Should we have `Str.walkUtf8*`? · ideas

Stream: ideas

Topic: Should we have `Str.walkUtf8*`?

Brendan Hansknecht (Dec 28 2023 at 15:28):

A youtube comment made a good point about the string byte walking functions:

Strings purport to reduce emoji bugs by operating on grapheme-clusters instead of codepoints, yet the docs aptly demonstrate that this helps not with emoji at all - and there's a fold over raw UTF-8 bytes too, for some reason (am I expected to re-parse the UTF-8? Is this for sending over the wire? Who knows?)

I assume we added this functionality in order to be able to walking small string bytes for performance reasons in a specific case. Don't recall exactly what for (probably hashing?). If this is just for hashing (or some other builtin specific use), I definitely think we should remove it and just add a custom call in the builtins for it.

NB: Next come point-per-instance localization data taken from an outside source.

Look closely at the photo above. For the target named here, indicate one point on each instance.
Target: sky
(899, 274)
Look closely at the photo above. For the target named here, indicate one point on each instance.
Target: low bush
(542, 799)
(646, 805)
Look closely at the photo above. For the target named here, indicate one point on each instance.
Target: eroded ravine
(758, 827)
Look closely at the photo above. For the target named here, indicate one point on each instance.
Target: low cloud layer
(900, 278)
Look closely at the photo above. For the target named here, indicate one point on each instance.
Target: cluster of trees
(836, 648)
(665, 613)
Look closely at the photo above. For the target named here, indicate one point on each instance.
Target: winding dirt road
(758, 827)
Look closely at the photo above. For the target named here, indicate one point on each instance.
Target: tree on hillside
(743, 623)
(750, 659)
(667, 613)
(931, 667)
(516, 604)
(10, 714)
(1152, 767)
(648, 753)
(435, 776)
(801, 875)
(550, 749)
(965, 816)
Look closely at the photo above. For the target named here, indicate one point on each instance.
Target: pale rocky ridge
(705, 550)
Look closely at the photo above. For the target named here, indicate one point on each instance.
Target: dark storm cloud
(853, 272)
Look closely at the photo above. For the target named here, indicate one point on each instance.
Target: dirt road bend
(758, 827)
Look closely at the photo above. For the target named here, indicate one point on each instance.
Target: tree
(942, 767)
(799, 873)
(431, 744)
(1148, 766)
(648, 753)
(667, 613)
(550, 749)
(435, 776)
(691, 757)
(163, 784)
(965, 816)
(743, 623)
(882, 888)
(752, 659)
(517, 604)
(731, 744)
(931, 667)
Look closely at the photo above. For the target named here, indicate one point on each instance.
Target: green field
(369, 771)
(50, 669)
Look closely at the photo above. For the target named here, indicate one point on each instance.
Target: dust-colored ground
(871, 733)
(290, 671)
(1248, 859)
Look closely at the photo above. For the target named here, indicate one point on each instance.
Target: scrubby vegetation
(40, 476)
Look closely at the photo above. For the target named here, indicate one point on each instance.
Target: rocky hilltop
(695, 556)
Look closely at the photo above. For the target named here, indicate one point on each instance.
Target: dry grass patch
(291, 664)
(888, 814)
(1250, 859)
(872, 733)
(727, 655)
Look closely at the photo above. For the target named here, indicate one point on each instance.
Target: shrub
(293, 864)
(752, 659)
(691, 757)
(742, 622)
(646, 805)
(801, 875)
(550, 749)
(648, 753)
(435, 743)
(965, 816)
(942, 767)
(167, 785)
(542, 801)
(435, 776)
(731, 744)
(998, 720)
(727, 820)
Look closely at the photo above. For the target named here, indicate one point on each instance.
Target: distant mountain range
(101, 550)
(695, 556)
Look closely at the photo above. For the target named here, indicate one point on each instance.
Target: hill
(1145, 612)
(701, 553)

Given our focus on correctness around strings, is this the right tradeoff. If user needs this functionality, they can always do it in the explicit way (costs an extra allocation for small strings sadly): myStr |> Str.toUtf8 |> List.walk ....

Curious what others think and if I am missing something.

Maybe given that Strings are already utf8, this is really just a naming issue for a function that exposes low level primitives. Maybe it really should be called Str.walkCodeUnits and Str.toCodeUnits. That is the unicode official name at a minimum and it also reads in a way that it is more clearly a potential code smell.

Richard Feldman (Dec 28 2023 at 15:37):

so certain use cases require access to the UTF-8 bytes

Richard Feldman (Dec 28 2023 at 15:37):

e.g. encoding and decoding

Richard Feldman (Dec 28 2023 at 15:38):

so there has to be some way to access those

Brendan Hansknecht (Dec 28 2023 at 15:38):

Access for sure, but walking them as a primitive?

Richard Feldman (Dec 28 2023 at 15:39):

removing that means that parsing small strings always requires a heap allocation

Richard Feldman (Dec 28 2023 at 15:39):

so that's a pretty serious performance downside; I don't think the upside outweighs it

Brendan Hansknecht (Dec 28 2023 at 15:42):

Are parsers written that just parse by a single linear walk of UTF-8 bytes of a string? I am used to recursively pattern matching like we do with a list (not possible on a string).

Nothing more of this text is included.